Euphemia Huggins

Personal information
- Born: 24 February 1965 (age 61) Williamsville, Trinidad and Tobago

Sport
- Sport: Track and field

Medal record
Representing Trinidad and Tobago
Central American and Caribbean Games
| Bronze medal – third place | 1990 Mexico City | Long jump |

= Euphemia Huggins =

Trinidad and Tobago long jumper

Euphemia Huggins (born 24 February 1965) is a Trinidad and Tobago long jumper and netball player.

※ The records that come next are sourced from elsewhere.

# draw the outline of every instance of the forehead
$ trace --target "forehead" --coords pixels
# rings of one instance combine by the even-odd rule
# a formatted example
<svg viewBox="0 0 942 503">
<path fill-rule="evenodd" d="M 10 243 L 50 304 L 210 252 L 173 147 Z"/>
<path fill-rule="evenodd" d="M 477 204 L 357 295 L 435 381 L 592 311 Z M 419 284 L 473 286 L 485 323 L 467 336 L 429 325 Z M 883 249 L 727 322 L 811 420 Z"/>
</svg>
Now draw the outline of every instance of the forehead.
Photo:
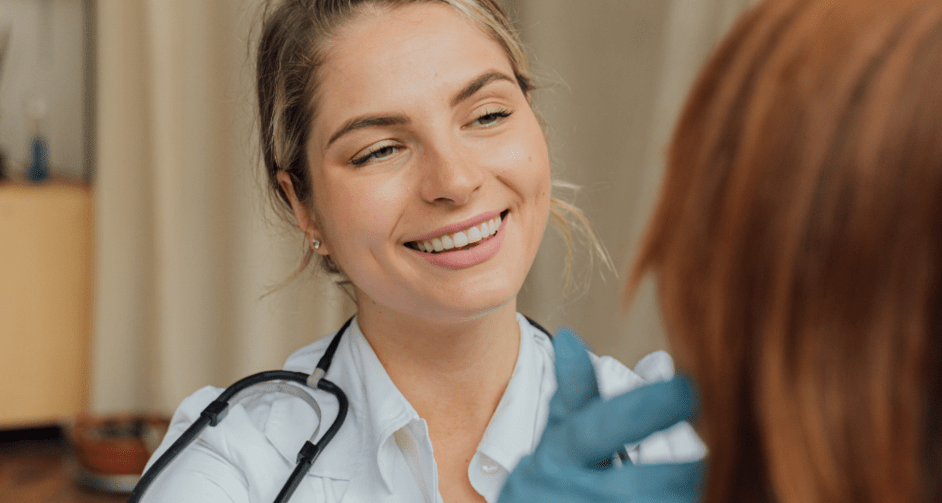
<svg viewBox="0 0 942 503">
<path fill-rule="evenodd" d="M 447 4 L 365 10 L 326 54 L 317 122 L 448 101 L 457 87 L 488 70 L 513 75 L 501 45 Z"/>
</svg>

She hails from Williamsville. In age-specific competitions, she won silver medals at the 1983 and 1984 CARIFTA Games as well as the gold medal at the 1984 Central American and Caribbean Junior Championships. She went on to win the silver medal at the 1989 Central American and Caribbean Championships and the bronze medal at the 1990 Central American and Caribbean Games, finished twelfth at the 1990 Commonwealth Games and sixth at the 1991 Pan American Games. She also competed at the 1987 World Championships without reaching the final.

Huggins also played netball for Trotters, Lakers and Police. For her exploits in track events and netball, Huggins won the Sportswoman of the Year award at the 1989 West Indian Tobacco Company Sports Awards.

She is the mother of cyclists Teniel Campbell and Akil Campbell.